La médiathèque que je fréquente ne possède qu’un seul de ses livres « Les oiseaux de bois ». Il s’agit d’un recueil de 5 nouvelles toutes aussi puissantes les unes que les autres.
Dans la première, qui donne son titre au recueil, 6 femmes pensionnaires d’un sanatorium, se pressent par un samedi après-midi sur des chemins tortueux de forêt et de montagne afin d’ être à l’heure pour ne pas rater « L’Amazon Express ». Ces femmes, malades et n’ayant que très peu de perspective d’avenir, n’ont que cette échappée pour se sentir pleinement vivantes pendant quelques minutes.
Dans « Une visite surgie du passé », un homme se souvient, un an après, de la mort de sa compagne. On y découvre au fil des pages la lâcheté dont il a fait preuve mais également de très belles descriptions de la ville d’Istanbul :
« Istanbul est une femme fatiguée, mais attirante me disais-je, elle a beau avoir été malmenée, elle a réussi à rester belle, c’est une femme légère au coeur blessé. Elle a couché avec des hommes qui ne connaissaient pas son prix. Chaque fois elle s’est indignée mais elle a toujours pardonné. Elle est facile à aborder, mais c’est une femme incomparable, orgueilleuse et inaccessible. »

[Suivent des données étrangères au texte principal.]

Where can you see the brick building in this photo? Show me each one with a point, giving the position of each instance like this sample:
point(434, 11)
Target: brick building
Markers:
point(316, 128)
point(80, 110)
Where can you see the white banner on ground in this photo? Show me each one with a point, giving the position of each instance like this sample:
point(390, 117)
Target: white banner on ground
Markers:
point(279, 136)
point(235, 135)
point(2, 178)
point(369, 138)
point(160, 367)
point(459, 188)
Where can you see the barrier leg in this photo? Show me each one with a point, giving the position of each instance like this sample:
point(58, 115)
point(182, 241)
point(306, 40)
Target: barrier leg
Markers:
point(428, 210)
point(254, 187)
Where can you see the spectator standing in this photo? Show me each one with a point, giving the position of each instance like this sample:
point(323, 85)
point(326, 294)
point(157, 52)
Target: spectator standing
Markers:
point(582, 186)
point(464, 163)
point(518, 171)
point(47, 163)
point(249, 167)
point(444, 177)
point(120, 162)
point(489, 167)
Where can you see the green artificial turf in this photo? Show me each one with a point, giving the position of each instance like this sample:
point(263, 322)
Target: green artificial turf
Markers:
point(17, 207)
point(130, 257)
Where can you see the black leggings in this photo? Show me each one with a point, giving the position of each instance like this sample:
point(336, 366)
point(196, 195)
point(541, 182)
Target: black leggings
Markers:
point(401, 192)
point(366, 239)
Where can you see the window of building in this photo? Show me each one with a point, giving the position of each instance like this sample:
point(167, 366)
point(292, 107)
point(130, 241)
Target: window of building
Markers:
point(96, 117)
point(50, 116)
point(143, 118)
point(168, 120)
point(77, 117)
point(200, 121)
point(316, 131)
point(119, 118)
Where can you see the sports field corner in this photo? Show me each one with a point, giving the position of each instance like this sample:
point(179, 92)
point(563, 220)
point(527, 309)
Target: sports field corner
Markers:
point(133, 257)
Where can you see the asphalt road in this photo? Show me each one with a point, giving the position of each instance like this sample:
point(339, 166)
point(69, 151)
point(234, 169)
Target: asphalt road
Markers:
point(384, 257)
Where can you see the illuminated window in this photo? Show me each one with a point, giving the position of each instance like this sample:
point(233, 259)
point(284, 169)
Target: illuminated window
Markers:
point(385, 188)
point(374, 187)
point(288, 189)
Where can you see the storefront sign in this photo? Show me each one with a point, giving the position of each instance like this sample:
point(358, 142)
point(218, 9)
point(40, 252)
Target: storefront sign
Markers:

Les autres nouvelles nous feront croiser la route d’une jeune schizophrène, celle d’une femme de prisonnier qui garde précieusement les lettres censurées de son mari, et qui, enceinte, va se poster tôt un matin devant la porte de la prison afin de l’apercevoir :
» Sous bonne garde, le détenu sortit du bâtiment de pierre et elle resta là jusqu’à ce qu’on l’ eût mené à la voiture du pénitencier. Bien droite, inaccessible, silencieuse…Secouée par le vent… Offerte à tous les coups. Elle vit l’éclair qui brilla dans ses yeux – était-ce de la stupeur, de la joie, de la gratitude ou de l’amour, ou rien de tout cela, elle vit le frémissement au coin de ses lèvres, le vague salut de ses mains hissant les chaînes jusqu’à sa poitrine, le pouce tourné vers le sol pour dire ça va mal – à ce moment précis, un policier le poussa avant en lançant un juron- sa tête qui se cogna lorsqu’il monta précipitamment avec les autres dans la voiture…rien ne lui échappa. »
Le style puissant d’Asli Erdogan m’a happée tout de suite. J’ai lu les 150 pages du recueil quasiment d’une seule traite. Je suis heureuse d’avoir découvert cette auteure.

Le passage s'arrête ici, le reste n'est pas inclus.